A reader's poll in The San Francisco Chronicle this year named Grace Baking best bakery and The San Francisco Examiner featured the company's best-seller, pugliese, in a Personal Favorites column. Narsai David, food and wine editor appearing on local TV and radio, has called the products the best of their kind outside Italy.
The company was launched 12 years ago by baker Glenn Mitchell and his wife, Cindy. Mitchell had been head pastry chef at San Francisco's Hotel Meridien. In 1996, he served on the three-person U.S. baking team that took top honors at the Coupe de Monde de la Boulangerie in Paris.
While Grace Baking turns out about 40 varieties of artisan bread at its facility here, just two varieties -- pugliese and sourdough pugliese -- are destined for supermarkets in other areas, at least in the beginning, Doar explained.
The two varieties lend themselves particularly well to freezing, he said. The process used in making the two popular varieties helps preserve the loaves' integrity through freezing, thawing and reheating.
The loaves are fully baked, then frozen. At store level, they are thawed and heated for 10 to 15 minutes, just long enough to warm them through, Doar said.
"The color of the loaf is already set. We wanted to make this product as fool-proof as possible," he added.
The company's current facility will be closed. All Grace Baking's products, including a small variety of breakfast pastries sold at its own retail locations, will be produced at the new plant. Eventually more varieties of artisan bread will be added to the frozen line there, Doar said.

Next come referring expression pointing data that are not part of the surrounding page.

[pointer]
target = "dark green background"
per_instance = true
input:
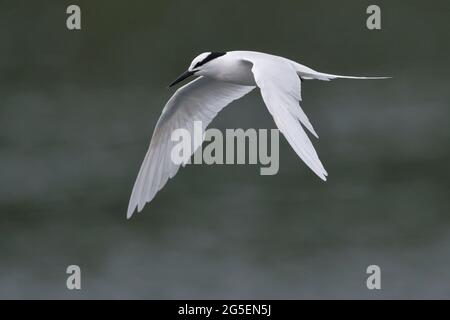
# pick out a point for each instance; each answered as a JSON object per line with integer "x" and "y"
{"x": 77, "y": 109}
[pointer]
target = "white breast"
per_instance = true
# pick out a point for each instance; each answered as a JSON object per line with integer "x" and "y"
{"x": 230, "y": 68}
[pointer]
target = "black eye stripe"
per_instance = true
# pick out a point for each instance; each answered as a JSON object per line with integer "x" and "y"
{"x": 210, "y": 57}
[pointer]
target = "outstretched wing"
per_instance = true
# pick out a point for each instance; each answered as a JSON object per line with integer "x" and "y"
{"x": 199, "y": 100}
{"x": 280, "y": 89}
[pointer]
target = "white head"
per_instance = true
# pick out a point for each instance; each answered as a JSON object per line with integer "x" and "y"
{"x": 199, "y": 65}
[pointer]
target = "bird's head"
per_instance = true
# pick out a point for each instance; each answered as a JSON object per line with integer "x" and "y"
{"x": 199, "y": 65}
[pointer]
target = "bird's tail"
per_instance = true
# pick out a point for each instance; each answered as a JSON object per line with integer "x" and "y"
{"x": 309, "y": 74}
{"x": 328, "y": 77}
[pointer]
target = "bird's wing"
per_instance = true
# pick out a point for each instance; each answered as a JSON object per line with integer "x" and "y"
{"x": 199, "y": 100}
{"x": 280, "y": 89}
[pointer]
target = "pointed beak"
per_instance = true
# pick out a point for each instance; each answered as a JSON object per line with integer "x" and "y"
{"x": 185, "y": 75}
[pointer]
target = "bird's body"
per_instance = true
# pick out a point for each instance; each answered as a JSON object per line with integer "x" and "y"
{"x": 225, "y": 77}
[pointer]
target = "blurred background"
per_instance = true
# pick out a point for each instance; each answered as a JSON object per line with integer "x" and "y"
{"x": 77, "y": 110}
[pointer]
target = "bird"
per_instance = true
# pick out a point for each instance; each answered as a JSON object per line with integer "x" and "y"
{"x": 223, "y": 77}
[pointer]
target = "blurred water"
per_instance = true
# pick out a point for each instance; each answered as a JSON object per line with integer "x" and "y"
{"x": 77, "y": 110}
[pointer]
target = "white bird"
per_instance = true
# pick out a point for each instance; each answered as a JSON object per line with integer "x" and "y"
{"x": 223, "y": 78}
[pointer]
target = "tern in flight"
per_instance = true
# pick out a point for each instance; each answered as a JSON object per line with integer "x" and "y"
{"x": 222, "y": 78}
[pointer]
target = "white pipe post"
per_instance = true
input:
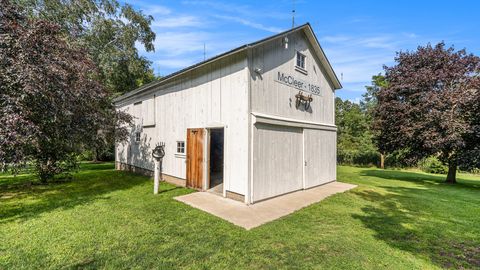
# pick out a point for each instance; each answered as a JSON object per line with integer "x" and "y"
{"x": 156, "y": 178}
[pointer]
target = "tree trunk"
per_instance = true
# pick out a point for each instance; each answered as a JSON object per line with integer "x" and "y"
{"x": 452, "y": 172}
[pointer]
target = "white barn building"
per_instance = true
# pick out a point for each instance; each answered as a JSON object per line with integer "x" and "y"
{"x": 250, "y": 124}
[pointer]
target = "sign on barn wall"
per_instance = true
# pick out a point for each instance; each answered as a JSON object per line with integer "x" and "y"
{"x": 297, "y": 83}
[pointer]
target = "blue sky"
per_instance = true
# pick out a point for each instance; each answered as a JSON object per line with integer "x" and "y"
{"x": 359, "y": 37}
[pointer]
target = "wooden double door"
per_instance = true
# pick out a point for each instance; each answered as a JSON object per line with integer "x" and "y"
{"x": 195, "y": 157}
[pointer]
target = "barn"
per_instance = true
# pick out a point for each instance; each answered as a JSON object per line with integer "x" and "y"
{"x": 250, "y": 124}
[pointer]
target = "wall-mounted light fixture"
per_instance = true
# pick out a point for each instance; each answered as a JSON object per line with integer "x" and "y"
{"x": 303, "y": 99}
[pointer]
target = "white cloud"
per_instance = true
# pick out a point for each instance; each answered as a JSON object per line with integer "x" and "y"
{"x": 250, "y": 23}
{"x": 179, "y": 21}
{"x": 154, "y": 9}
{"x": 174, "y": 63}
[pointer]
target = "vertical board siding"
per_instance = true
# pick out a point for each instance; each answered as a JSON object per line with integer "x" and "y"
{"x": 320, "y": 155}
{"x": 277, "y": 166}
{"x": 214, "y": 95}
{"x": 274, "y": 98}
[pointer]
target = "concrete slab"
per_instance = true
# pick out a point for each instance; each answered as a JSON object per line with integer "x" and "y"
{"x": 251, "y": 216}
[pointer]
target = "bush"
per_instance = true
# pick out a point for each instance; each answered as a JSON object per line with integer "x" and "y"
{"x": 432, "y": 165}
{"x": 357, "y": 157}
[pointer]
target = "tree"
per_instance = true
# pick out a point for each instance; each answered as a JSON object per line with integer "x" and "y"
{"x": 431, "y": 107}
{"x": 369, "y": 103}
{"x": 109, "y": 32}
{"x": 355, "y": 145}
{"x": 50, "y": 102}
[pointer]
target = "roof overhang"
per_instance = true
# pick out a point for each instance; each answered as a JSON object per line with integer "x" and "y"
{"x": 305, "y": 27}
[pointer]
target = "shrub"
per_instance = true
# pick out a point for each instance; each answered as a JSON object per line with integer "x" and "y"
{"x": 432, "y": 165}
{"x": 357, "y": 157}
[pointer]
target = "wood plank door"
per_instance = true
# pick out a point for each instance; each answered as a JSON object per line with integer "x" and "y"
{"x": 195, "y": 139}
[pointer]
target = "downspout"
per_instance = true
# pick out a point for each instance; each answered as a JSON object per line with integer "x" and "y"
{"x": 248, "y": 198}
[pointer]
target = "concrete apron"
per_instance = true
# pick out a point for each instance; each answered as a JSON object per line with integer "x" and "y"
{"x": 251, "y": 216}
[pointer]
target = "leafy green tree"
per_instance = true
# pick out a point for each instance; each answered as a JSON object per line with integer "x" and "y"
{"x": 355, "y": 145}
{"x": 108, "y": 31}
{"x": 431, "y": 106}
{"x": 369, "y": 103}
{"x": 50, "y": 102}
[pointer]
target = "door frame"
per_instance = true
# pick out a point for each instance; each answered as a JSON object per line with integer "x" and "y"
{"x": 188, "y": 157}
{"x": 208, "y": 134}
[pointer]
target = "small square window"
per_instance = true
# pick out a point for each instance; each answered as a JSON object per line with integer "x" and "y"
{"x": 138, "y": 136}
{"x": 180, "y": 147}
{"x": 301, "y": 60}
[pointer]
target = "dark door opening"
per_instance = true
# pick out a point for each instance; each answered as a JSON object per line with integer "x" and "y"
{"x": 216, "y": 160}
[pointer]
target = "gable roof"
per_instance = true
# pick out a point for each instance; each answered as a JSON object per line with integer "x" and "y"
{"x": 307, "y": 28}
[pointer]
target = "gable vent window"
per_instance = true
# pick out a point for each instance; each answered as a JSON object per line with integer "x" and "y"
{"x": 180, "y": 147}
{"x": 301, "y": 60}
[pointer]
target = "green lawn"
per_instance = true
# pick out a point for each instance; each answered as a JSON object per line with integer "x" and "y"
{"x": 108, "y": 219}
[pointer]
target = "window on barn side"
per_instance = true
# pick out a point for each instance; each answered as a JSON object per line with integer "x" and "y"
{"x": 301, "y": 58}
{"x": 180, "y": 147}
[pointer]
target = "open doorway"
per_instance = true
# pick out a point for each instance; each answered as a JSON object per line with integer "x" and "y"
{"x": 215, "y": 181}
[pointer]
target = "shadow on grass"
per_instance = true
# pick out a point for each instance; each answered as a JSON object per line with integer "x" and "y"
{"x": 21, "y": 202}
{"x": 419, "y": 178}
{"x": 434, "y": 220}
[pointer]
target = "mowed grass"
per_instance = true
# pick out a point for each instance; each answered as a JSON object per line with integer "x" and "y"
{"x": 104, "y": 218}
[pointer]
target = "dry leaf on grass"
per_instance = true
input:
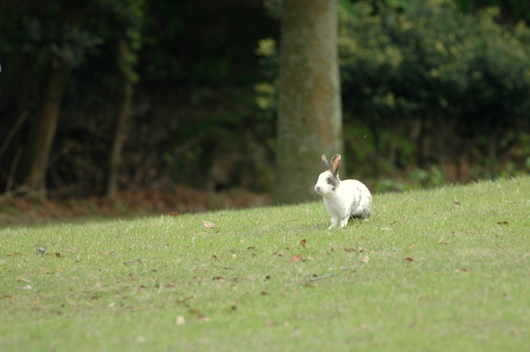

Retail prices of the artisan breads range from $1.69 to $2.99. The first two varieties to be made available frozen retail for $2.39.
Items at the high end of the retail range include an olive bread, walnut sourdough and "Fred Bread," a dark, densely textured loaf made of organic flour, cranberries, currents, pecans and raisins.
"They named that one after me because I asked Glenn to create a variety with raisins in it. It's very rich, more of a morning bread. We might add it to the frozen line. Some of our customers are freezing it now and it doesn't affect the quality," Doar said.